一瞬の隙に仕掛けてくるだろう。気儘な猫のフリをして椅子から降りると、相手の気配を探る。
ふわっと生暖かい空気が揺れたのがわかった。
私は姿を変えてその人物の背後に立つと、右手のナイフを首の位置に、左手のハンカチで鼻と口を塞いだ。

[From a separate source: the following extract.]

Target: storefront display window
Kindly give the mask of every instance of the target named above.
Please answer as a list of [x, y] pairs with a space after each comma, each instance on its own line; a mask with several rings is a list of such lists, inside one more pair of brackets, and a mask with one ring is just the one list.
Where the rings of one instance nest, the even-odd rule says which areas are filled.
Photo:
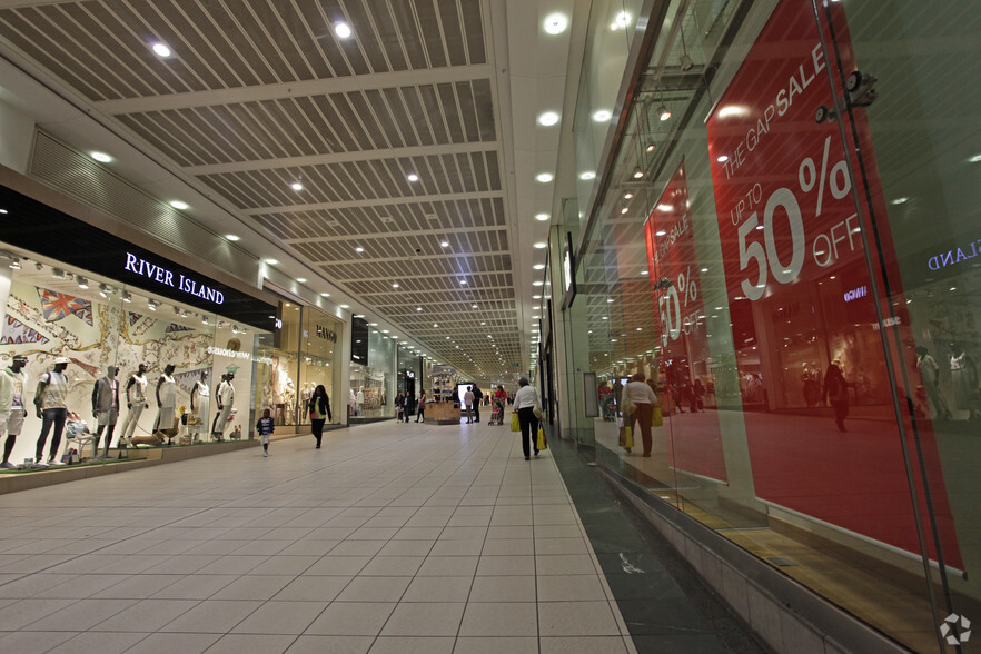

「動かないでくださいね。1ミリでも動けば、あなたを殺します。」
全身黒ずくめの男は、コクコクと頷いている。
どちらが優勢か理解したようで、微動だにしない。
そして意識を失い、その場に崩れ落ちた。
王太子殿下は飛び起き、私と崩れ落ちた塊をみて唖然としている。
「え?死んでる?まさか、殺した?」
「睡眠香でちょっと眠って頂いただけですわ。」
「・・・君は誰だ?」
「お初にお目にかかります。レベッカ・テイラーと申します。」
「・・・テイラー・・・!!」
物音が聞こえたからだろう。廊下が騒がしくなってきた。
「では殿下、ご機嫌よう。」
私はカーテシーをすると、仔猫の姿に戻り、暗闇に紛れてこの部屋を後にした。
呆然としている王太子殿下を残して。